The future of image generation with diffusion models

Explore how diffusion models create high-quality images by transforming random noise into detailed visuals. This article dives into the science behind their success, the challenges of managing unintended outputs, and the innovative techniques, such as concept erasure, that offer greater control over the images these models produce. Discover how applying concept erasure to a LoRa model fine-tuned for automotive photography removes unwanted elements, resulting in the generation of realistic and controlled car images tailored on specific models like the BMW M5 (2024).

Stay on top of the latest tech trends & AI news with Le Wagon’s newsletter

This article is written by Laura Meyer, an Engineer at a leading consultancy, specializing in AI, data science, and DevOps, with extensive experience in GenAI innovation and delivering technical training.

Imagine creating an image from nothing but pure noise, where each step gradually transforms that chaos into a detailed, lifelike creation. By learning to reverse noise-adding steps, these so-called “diffusion models” can create diverse and high-quality images, even from abstract prompts. This power comes with a challenge: managing unintended or harmful content, like generating an image that wasn’t quite what you had in mind. One solution lies in the ability to fine-tune these models to “erase” unwanted concepts, providing a way to control and refine what they generate. This ability to erase and redefine concepts opens up powerful opportunities, allowing for complete control over how concepts are represented to align with specific needs or visions. This brings us to a deeper look at how diffusion models work and the techniques that drive their creative potential.

Theoretical foundation of diffusion models

Diffusion models are a type of generative model used extensively for image generation. These models work by iteratively transforming random noise into a coherent image through a learned denoising process. The core idea is to train the model to reverse a sequence of noise-adding steps, effectively learning how to reconstruct data by eliminating noise.

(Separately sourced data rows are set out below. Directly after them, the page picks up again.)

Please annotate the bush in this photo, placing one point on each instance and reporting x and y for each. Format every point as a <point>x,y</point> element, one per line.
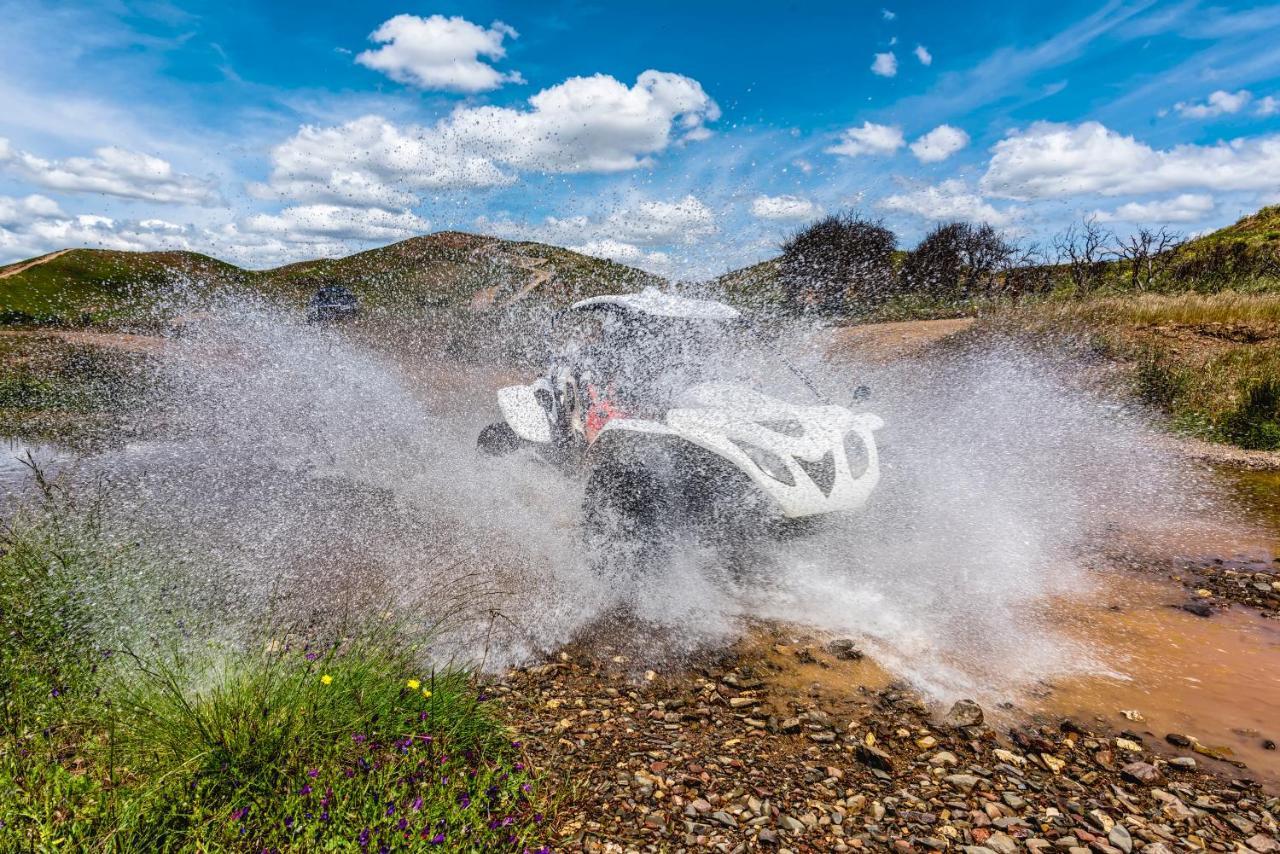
<point>288,743</point>
<point>1256,421</point>
<point>835,260</point>
<point>958,260</point>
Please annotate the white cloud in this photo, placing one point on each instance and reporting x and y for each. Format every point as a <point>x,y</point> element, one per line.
<point>1050,160</point>
<point>1185,208</point>
<point>19,211</point>
<point>885,64</point>
<point>645,223</point>
<point>1219,103</point>
<point>946,201</point>
<point>625,254</point>
<point>305,223</point>
<point>940,144</point>
<point>113,172</point>
<point>440,53</point>
<point>581,126</point>
<point>869,138</point>
<point>792,208</point>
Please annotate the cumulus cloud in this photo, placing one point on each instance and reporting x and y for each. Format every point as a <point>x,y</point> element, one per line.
<point>1050,160</point>
<point>940,144</point>
<point>440,53</point>
<point>789,208</point>
<point>35,225</point>
<point>1219,103</point>
<point>305,223</point>
<point>585,124</point>
<point>869,138</point>
<point>112,172</point>
<point>631,234</point>
<point>885,64</point>
<point>1185,208</point>
<point>949,200</point>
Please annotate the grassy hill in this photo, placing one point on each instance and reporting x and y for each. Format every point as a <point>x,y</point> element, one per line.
<point>453,269</point>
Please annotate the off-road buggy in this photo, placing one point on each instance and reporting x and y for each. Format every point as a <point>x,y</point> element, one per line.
<point>644,401</point>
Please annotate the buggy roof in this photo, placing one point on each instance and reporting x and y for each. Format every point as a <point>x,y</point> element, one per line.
<point>658,304</point>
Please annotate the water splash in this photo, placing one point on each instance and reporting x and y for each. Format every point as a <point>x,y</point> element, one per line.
<point>309,470</point>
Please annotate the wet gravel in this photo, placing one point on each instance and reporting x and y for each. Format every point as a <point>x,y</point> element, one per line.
<point>736,754</point>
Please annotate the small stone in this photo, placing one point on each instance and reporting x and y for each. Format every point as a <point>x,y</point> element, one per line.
<point>1200,607</point>
<point>790,825</point>
<point>1141,772</point>
<point>874,757</point>
<point>1119,836</point>
<point>1262,844</point>
<point>845,649</point>
<point>1001,843</point>
<point>963,713</point>
<point>963,781</point>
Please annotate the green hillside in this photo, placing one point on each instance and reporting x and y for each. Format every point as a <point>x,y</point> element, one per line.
<point>87,287</point>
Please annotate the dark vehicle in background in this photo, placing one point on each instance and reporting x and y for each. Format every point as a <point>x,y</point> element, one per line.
<point>332,302</point>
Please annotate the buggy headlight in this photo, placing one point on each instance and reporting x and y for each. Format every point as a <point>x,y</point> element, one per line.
<point>856,453</point>
<point>767,461</point>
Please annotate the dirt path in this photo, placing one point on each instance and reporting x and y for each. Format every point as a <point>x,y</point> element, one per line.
<point>786,743</point>
<point>27,265</point>
<point>535,266</point>
<point>886,342</point>
<point>122,341</point>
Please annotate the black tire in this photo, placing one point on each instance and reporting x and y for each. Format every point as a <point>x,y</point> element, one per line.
<point>498,439</point>
<point>626,515</point>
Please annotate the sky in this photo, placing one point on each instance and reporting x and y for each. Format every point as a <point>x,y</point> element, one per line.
<point>688,138</point>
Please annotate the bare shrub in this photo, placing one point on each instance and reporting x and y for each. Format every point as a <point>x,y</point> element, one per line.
<point>837,259</point>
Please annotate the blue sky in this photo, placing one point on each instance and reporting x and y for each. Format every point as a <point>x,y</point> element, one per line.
<point>685,137</point>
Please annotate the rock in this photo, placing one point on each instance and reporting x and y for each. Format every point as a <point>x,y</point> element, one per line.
<point>1200,607</point>
<point>1262,844</point>
<point>1141,772</point>
<point>963,713</point>
<point>1119,836</point>
<point>1001,843</point>
<point>944,758</point>
<point>963,781</point>
<point>845,649</point>
<point>790,825</point>
<point>873,757</point>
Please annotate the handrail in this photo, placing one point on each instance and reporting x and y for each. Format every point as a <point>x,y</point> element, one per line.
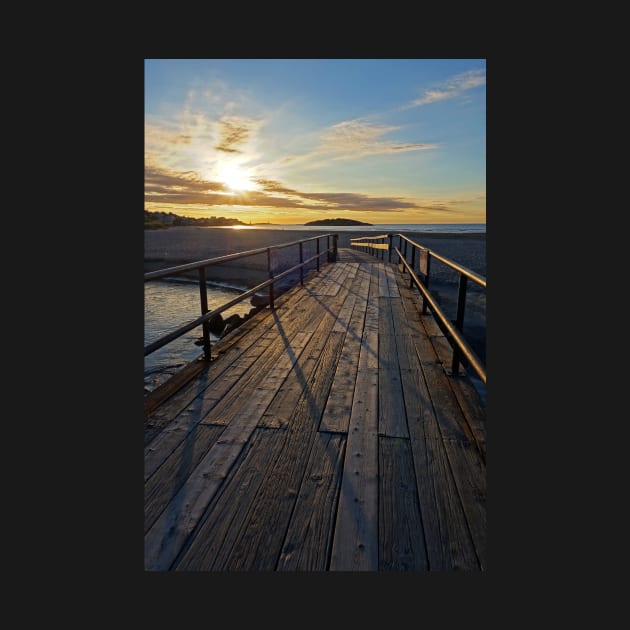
<point>466,350</point>
<point>273,278</point>
<point>454,329</point>
<point>449,263</point>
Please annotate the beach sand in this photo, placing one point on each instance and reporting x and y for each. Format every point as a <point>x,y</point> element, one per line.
<point>178,245</point>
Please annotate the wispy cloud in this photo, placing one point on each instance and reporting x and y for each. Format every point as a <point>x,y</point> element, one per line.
<point>353,139</point>
<point>166,187</point>
<point>234,131</point>
<point>451,88</point>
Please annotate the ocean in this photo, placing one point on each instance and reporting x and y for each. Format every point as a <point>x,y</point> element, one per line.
<point>172,302</point>
<point>453,228</point>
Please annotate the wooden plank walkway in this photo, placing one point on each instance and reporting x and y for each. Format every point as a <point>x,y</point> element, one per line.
<point>327,435</point>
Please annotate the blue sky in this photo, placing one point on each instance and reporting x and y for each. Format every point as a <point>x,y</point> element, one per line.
<point>293,140</point>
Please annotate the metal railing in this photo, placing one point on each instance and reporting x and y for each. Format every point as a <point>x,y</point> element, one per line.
<point>453,329</point>
<point>201,265</point>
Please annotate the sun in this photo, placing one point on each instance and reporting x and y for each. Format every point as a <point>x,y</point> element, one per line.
<point>235,177</point>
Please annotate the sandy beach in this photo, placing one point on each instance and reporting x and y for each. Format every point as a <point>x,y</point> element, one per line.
<point>178,245</point>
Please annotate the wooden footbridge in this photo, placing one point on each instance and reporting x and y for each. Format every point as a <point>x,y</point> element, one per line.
<point>328,433</point>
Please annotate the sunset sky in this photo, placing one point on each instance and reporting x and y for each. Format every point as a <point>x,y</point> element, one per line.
<point>293,140</point>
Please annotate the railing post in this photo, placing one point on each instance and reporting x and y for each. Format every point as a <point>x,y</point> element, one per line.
<point>203,296</point>
<point>270,271</point>
<point>426,283</point>
<point>413,262</point>
<point>459,320</point>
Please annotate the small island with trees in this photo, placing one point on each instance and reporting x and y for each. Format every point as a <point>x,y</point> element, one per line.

Stay with me —we’ll break it down together.

The process of a diffusion model involves two primary phases:

The forward process (noise addition), where noise is progressively added to the training data until it is transformed into pure noise—usually a gaussian distribution, and
The reverse process (denoising), where noise is incrementally removed to recreate the original data by sampling from the learned probability distribution. This denoising process is modeled using neural networks.

As shown in the image below (source), diffusion models gradually corrupt data with noise and subsequently reverse the process to produce new data from the noise. During each denoising step in the reverse process, the model estimates the score function, which is a gradient that guides the model towards data points with higher likelihood and less noise.

Let’s take a closer look at the structure of the forward and reverse processes during training.

Forward process

The forward process in diffusion models transforms data into pure Gaussian noise through a series of steps. Starting with a simple distribution, the model applies invertible transformations, gradually increasing complexity and capturing the original distribution’s patterns.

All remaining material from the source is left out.